Present Situation of Economics in China

The ideological/political control exercised by the CCP over Chinese intellectuals had been considerably reduced at the outset of the 21st century. Economists in China can now keep themselves abreast of the latest developments in the field of economics. However, the following three features are noteworthy when compared with economics in other countries.

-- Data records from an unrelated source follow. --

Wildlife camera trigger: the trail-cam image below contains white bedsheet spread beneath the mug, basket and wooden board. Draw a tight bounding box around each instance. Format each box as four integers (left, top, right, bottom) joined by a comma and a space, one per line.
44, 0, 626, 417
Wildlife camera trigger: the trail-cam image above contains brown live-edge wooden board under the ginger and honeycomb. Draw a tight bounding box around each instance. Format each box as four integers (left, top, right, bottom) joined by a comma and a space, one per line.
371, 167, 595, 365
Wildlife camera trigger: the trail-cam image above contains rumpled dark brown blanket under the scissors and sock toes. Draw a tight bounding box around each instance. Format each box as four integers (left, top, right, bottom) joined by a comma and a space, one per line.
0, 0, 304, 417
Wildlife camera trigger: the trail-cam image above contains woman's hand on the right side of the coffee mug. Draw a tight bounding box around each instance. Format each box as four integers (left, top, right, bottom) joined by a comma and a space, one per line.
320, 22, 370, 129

The first is the peculiar position of Marxian economics in China. At present, it is clear that Marxian economics is just a sub-area in the whole gamut of research activities undertaken by Chinese economists. It is therefore symbolic that the Marxian economists organized themselves into a society named the Chinese Forum for the Study of Capital (founded in 1981). However, Marxian economics still influences society by two privileged routes. One is that Marxian economics continues to be an obligatory course of political economy (Zhengzhi Jingjixue) in most Chinese universities. It is virtually a part of the political education imposed on academicians. The other route is the ideological function for the ruling CCP. The CCP needs Marxian economists to defend its policy on ideological grounds.

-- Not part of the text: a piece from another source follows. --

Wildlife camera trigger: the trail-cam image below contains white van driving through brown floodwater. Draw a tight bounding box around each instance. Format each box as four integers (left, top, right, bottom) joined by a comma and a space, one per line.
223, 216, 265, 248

The second noteworthy feature of Chinese economics is the focus on institutional economics and political economy. Leading economists of the post-Great Cultural Revolution generation such as Lin Yifu (born 1952) and Fan Gang (born 1953) adopted the framework of institutional economics. Lin attributed the success of the Chinese economy after the implementation of the ‘open door’ policy to the switch of the development strategy and the institutional reforms accompanying it. Fan provided an analysis of the incremental reforms in China by applying the public choice approach. The theories pertaining to modern institutional economics – transaction cost theory, property rights theory, contract and corporate governance theory, and comparative institutional analysis – are widely accepted by Chinese economists.

Lastly, a new divide between the supporters of the prevailing liberal policy and its critics emerged in 2004, and a debate between these two groups has continued since then. First, Lang Xianping (born 1956), a professor at the Chinese University in Hong Kong, attacked managers of the firms whose stocks were newly listed on the stock market. They were charged with smuggling national property by the application of various techniques such as management buyouts. His attack on the privatization policy encouraged economists who were concerned about the increasing inequality in society and diminishing state intervention. They criticized over-hasty privatization and demanded a policy that would enhance the level of equality in society. They stressed the need to implement reforms in the field of social policy, and rejected the unconditional integration of the Chinese economy within the global market. Liberal economists, who stressed efficiency, rebutted them. Another group of economists declared themselves as taking a middle-of-the-road position. The government is said to have attentively followed the debate.